Starting out life with a small number janitors and the founder, offering janitorial to local businesses. They had grown over the subsequent 18 years to a full services facilities management company, managing millions of square feet across the Western U.S.

Part of their problem was that, while Service Performance worked as a name in the 80s, it was not so much in the 2010s, and all of their materials still looked and sounded like a janitorial company. They had very little to say on the full facility services they offered, so the response they were getting from sales calls and marketing campaigns was to get pigeonholed into a janitorial role.

Once they asked that question, we immediately dove into research mode. We look at the market space, the competition, did a complete brand review, and talked to their clients—new, old, and lost – to see what they had to say. The lost clients were a particularly rich source of information.

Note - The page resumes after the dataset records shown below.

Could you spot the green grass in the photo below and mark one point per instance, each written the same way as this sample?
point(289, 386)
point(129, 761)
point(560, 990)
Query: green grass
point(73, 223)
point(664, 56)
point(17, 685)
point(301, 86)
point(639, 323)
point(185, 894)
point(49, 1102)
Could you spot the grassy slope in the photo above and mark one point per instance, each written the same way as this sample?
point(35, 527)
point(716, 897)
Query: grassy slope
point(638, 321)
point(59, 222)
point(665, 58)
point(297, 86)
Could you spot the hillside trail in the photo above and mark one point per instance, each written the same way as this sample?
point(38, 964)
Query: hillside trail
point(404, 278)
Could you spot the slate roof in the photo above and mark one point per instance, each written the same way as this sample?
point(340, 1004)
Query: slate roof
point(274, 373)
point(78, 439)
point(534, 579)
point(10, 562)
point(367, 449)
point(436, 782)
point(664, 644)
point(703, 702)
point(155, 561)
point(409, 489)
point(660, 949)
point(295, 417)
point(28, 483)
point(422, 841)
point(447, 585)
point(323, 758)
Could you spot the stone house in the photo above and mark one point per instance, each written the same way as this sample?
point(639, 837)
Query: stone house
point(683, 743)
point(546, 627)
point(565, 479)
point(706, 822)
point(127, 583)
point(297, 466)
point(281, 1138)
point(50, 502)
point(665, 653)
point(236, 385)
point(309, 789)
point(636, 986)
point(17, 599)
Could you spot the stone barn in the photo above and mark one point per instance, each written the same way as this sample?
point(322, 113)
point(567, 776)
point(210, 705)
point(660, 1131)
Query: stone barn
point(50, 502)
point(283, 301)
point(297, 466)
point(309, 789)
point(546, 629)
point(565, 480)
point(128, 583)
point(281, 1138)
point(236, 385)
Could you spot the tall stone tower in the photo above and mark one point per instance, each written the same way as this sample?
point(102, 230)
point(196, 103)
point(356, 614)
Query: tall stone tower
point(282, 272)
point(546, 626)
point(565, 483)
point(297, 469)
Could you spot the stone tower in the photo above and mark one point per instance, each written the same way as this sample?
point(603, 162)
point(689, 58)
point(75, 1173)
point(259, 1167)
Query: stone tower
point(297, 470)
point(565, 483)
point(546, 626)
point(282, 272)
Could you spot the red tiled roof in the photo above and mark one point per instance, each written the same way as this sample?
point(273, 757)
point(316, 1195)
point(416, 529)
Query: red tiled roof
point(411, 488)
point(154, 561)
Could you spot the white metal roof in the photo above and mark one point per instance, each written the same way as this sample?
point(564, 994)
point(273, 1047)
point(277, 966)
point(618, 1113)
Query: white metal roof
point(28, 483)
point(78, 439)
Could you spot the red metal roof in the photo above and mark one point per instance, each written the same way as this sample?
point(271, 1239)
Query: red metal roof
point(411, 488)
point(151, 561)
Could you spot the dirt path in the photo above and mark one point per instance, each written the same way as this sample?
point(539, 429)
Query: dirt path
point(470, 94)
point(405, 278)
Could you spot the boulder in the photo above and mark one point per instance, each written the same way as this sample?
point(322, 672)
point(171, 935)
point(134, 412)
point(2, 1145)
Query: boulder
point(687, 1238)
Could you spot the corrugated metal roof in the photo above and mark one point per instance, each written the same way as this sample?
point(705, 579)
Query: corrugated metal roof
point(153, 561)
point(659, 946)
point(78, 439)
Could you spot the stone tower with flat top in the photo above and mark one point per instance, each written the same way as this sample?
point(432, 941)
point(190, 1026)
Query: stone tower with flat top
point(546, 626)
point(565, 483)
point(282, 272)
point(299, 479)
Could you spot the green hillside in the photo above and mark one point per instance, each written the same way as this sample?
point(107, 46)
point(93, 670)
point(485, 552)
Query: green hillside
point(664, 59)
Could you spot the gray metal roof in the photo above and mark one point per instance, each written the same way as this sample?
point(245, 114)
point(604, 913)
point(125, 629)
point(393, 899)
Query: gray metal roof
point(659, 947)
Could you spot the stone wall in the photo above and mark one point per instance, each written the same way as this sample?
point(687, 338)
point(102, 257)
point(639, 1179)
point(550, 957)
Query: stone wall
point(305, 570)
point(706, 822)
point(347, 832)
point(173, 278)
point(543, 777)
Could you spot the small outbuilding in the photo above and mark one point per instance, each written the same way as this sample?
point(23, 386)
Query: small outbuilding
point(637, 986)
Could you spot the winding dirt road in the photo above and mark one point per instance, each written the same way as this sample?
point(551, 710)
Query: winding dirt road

The results were astounding. Their customers loved them, more than just about any other survey we had done in 20 years of surveying customers. But…they didn’t relate to the brand/name. The general sense of the survey was “we love the company, but the name sounds like an unfinished sentence.”

Naming is one of the hardest parts of marketing. The general rule is “the fewer the words the harder the job.” Names are harder than headlines, which are harder than subheads, which are harder than articles or whitepapers. Which is why companies spend millions of dollars for names.

We gave them three choices; stay with “SPC” and we’ll make it as strong as possible, make up a word that sounds like what you do, or pick a name out of the English language that resonates the way we want it to. And we ran through options for the last two.

Thus was born…

Flagship Facility Services, Inc., We make your facility a flagship.

Relaunch

Their name became their three-second elevator pitch and from the name we derived their entire marketing platform and all customer facing materials, in addition to some training materials on what Flagship meant, and what it meant to be part of this company.

The Results?

The first feedback we got was from salespeople coming back raving about their meetings. They were thrilled to no longer be pigeonholed into the janitorial space. Flagship’s outreach campaigns started getting good response rates, and customers were reporting a much better reception of the new brand.

And 24 months later—and in the midst of the recession—Flagship had doubled their revenues and were on track to meet their $100M dream.